Failure to Limit and Re‑Evaluate PRN Psychotropic Medications
Penalty
Summary
The deficiency involves the facility’s failure to ensure that residents were free from potential chemical restraints by not complying with federal requirements for PRN psychotropic medications. For one resident with schizoaffective disorder bipolar type, dementia, and anxiety disorder, the MDS showed cognitive impairment and the care plan identified mood problems, yelling out, and anxiety/restlessness. A physician ordered PRN Ativan for anxiety with no stop date specified. The MAR showed the PRN Ativan was administered multiple times over several months, including in January, March, and April 2026, without a 14‑day limitation or documented stop date.

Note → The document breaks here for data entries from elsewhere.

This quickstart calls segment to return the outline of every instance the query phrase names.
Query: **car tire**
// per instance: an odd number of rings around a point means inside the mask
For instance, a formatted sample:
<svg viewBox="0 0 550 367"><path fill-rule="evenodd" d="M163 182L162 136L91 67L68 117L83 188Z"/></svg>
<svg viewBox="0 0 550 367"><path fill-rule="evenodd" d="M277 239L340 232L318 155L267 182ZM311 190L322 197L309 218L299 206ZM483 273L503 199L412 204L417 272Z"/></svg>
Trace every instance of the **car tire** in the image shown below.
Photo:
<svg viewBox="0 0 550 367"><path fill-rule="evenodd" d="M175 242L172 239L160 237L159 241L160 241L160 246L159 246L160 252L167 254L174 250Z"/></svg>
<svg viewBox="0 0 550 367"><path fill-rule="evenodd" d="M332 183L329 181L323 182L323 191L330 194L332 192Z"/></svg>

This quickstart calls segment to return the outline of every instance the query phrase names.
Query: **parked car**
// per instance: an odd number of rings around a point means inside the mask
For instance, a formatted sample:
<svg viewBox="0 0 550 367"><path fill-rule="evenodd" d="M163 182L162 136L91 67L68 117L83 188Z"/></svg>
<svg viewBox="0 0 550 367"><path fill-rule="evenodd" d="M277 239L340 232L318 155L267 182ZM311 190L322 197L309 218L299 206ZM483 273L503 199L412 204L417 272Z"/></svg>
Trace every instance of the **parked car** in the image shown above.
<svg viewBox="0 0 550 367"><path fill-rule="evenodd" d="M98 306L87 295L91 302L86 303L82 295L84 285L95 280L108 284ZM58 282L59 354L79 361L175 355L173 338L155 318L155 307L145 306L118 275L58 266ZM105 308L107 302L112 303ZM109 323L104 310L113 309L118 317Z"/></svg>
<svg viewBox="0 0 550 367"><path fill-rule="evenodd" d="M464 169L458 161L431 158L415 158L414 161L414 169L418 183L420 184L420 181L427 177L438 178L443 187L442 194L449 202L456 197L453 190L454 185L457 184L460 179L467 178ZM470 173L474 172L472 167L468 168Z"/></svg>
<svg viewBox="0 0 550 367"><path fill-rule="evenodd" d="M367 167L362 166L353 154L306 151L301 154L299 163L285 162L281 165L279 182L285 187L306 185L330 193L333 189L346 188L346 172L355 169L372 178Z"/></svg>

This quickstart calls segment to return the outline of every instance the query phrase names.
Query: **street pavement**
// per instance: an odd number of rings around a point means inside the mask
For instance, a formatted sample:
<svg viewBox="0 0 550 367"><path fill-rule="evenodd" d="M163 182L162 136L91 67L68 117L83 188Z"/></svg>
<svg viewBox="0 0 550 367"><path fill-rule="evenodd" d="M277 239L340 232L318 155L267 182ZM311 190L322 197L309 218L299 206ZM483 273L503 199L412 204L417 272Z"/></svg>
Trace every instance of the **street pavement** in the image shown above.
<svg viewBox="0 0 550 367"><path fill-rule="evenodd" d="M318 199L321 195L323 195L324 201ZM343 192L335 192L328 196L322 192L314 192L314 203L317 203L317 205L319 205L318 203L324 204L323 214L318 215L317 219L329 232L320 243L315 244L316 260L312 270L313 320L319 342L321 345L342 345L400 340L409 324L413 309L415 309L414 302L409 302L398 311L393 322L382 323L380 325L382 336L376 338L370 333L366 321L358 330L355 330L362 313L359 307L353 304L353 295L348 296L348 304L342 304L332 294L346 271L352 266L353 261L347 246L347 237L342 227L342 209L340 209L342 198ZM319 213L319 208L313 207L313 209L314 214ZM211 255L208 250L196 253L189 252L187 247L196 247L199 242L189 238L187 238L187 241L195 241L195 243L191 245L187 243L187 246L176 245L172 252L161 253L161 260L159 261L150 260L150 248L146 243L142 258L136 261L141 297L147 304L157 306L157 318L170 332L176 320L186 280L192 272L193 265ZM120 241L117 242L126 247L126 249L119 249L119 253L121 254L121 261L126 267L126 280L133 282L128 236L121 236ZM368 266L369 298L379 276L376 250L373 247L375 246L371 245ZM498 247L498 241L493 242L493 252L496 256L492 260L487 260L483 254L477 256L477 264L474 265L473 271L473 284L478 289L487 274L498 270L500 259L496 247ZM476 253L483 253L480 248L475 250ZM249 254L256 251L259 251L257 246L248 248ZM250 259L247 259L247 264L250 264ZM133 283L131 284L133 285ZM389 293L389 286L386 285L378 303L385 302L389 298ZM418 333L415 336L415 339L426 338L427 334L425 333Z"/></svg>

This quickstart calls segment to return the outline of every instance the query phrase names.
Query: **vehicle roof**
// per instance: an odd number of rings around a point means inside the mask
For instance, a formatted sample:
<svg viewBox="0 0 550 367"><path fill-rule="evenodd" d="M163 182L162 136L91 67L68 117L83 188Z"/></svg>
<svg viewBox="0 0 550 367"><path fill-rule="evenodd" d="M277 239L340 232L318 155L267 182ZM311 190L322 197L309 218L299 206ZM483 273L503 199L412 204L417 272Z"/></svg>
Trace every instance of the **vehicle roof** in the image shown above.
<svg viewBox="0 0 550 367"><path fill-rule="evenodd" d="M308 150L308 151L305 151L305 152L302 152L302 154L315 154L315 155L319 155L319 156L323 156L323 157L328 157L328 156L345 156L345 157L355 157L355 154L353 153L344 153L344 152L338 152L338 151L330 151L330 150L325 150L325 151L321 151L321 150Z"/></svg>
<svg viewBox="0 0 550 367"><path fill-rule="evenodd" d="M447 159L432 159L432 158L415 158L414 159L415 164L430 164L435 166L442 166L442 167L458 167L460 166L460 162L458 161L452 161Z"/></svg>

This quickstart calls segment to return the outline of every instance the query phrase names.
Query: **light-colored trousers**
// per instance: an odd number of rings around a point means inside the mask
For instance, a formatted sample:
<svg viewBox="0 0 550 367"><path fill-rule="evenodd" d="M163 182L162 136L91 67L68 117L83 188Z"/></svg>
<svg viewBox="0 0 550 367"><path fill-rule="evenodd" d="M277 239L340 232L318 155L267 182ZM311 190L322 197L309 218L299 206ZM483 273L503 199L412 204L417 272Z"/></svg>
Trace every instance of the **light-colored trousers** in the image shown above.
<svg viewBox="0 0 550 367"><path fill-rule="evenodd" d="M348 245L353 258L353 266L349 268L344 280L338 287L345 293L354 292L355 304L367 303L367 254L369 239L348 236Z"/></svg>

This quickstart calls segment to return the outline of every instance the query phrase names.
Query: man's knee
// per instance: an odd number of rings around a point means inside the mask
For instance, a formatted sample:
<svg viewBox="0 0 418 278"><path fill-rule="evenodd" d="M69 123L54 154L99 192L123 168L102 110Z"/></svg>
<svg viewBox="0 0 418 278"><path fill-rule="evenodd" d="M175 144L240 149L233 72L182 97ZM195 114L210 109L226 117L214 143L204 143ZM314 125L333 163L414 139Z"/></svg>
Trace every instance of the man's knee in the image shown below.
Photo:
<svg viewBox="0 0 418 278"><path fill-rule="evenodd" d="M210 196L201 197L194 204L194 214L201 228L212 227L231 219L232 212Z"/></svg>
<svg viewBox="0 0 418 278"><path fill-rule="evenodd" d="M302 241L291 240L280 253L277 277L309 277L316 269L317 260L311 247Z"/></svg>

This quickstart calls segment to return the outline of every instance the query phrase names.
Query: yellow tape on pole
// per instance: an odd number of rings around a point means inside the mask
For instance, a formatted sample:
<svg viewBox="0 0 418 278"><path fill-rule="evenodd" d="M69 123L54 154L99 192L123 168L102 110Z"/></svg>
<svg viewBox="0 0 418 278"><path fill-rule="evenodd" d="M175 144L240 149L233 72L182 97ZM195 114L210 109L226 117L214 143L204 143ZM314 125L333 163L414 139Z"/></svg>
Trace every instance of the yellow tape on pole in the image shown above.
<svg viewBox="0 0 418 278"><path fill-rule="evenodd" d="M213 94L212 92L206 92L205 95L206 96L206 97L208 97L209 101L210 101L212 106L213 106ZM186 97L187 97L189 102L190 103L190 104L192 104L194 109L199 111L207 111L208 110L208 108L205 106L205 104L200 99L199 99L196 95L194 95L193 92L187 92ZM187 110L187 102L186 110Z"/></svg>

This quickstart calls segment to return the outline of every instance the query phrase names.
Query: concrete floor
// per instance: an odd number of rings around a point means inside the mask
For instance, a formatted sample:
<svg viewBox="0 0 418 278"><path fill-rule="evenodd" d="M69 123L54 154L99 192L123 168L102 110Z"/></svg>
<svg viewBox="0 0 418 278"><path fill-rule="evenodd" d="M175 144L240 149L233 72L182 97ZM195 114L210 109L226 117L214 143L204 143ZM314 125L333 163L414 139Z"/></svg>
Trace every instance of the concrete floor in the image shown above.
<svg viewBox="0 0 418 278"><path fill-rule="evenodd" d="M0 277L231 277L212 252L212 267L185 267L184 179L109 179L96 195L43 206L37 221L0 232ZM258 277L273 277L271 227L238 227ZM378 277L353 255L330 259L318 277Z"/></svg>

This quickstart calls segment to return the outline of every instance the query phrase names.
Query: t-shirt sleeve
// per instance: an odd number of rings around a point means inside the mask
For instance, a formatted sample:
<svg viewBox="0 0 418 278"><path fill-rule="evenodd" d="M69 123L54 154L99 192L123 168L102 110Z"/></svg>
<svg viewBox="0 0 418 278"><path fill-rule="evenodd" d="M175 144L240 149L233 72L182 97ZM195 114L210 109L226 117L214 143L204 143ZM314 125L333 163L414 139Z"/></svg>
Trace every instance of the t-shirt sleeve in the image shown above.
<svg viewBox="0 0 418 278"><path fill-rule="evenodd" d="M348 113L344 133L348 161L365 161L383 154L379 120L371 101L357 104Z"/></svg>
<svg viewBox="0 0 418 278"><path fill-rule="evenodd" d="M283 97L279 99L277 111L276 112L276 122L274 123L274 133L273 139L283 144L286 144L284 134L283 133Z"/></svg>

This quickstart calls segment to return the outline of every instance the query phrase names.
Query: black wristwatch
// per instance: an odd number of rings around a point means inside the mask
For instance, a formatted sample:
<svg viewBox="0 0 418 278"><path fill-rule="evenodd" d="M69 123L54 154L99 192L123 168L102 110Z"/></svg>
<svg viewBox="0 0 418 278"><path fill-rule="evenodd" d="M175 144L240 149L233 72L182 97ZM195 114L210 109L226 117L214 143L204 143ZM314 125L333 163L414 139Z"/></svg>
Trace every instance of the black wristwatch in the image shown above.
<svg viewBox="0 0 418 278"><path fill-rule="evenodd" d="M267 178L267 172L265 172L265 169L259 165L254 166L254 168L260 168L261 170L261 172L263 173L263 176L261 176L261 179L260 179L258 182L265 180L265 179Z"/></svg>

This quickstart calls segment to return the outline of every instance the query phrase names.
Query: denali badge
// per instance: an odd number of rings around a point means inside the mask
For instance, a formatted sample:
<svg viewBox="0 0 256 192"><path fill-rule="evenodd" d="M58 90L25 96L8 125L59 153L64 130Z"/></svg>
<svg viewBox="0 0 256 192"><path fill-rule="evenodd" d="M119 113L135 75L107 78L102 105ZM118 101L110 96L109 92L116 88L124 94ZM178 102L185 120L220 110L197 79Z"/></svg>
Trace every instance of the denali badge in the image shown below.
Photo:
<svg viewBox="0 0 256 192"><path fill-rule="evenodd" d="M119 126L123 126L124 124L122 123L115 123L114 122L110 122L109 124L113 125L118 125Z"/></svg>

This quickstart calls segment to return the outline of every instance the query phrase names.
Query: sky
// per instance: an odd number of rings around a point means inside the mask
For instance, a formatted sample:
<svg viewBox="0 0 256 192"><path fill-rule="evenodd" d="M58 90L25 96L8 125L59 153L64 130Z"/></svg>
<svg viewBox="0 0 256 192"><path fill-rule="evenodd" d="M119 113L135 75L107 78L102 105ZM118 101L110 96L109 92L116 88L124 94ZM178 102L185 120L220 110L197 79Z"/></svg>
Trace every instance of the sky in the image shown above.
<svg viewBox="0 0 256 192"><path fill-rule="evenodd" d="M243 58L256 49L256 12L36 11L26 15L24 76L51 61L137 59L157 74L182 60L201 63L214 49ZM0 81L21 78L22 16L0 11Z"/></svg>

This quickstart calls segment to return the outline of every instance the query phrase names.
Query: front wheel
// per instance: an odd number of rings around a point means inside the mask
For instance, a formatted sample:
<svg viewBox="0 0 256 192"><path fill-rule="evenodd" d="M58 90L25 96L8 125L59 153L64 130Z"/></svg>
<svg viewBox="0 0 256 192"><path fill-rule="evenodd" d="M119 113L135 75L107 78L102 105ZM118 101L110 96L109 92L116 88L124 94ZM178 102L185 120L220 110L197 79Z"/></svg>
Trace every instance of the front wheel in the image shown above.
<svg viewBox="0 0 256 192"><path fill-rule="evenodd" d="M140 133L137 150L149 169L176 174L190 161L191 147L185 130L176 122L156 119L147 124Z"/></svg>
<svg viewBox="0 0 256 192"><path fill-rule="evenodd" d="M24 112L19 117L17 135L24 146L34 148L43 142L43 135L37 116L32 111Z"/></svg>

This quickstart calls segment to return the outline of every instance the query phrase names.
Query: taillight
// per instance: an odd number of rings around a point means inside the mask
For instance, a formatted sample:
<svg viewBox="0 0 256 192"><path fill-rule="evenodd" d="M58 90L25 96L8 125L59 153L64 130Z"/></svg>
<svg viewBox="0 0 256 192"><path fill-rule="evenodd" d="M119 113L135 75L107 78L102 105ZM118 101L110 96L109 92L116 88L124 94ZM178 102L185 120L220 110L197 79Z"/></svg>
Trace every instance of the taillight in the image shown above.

The DON stated that the PRN order was supposed to have a 14‑day stop date, confirming that the order did not meet regulatory requirements. For another resident with metabolic encephalopathy, heart failure, and peripheral vascular disease, a physician ordered PRN lorazepam every four hours for anxiety, again without a specified stop date. The MAR documented administration of lorazepam nearly a month after the order was written, with no evidence that the physician had re‑evaluated the continued use of the PRN anti‑anxiety medication beyond 14 days. The DON confirmed that no stop date had been added to this order. These omissions resulted in PRN psychotropic medications being available and used beyond 14 days without required time limitations or documented physician re‑evaluation, constituting a failure to ensure residents were free from potential chemical restraints and unnecessary drugs.
Plan Of Correction
Pharmacist will send out a re-education to all the providers regarding PRN psychotropics and end dates by May 4, 2026. Resident records for all residents receiving psychotropics were checked on April 30, 2026- no other orders were missing stop dates. New psychotropic orders added to Point Click Care dashboard on May 1, 2026- listing shows new orders and stop dates. Interdisciplinary team will review dashboard during clinical meeting for stop dates- any missing stop dates will be added. Charge nurses will audit order listing report for new psychotropic orders- 5 residents will be audited x 4 weeks, then 2 residents per week for 4 weeks, then random residents monthly. Audits will be added to quality indicators and reviewed at QAPI.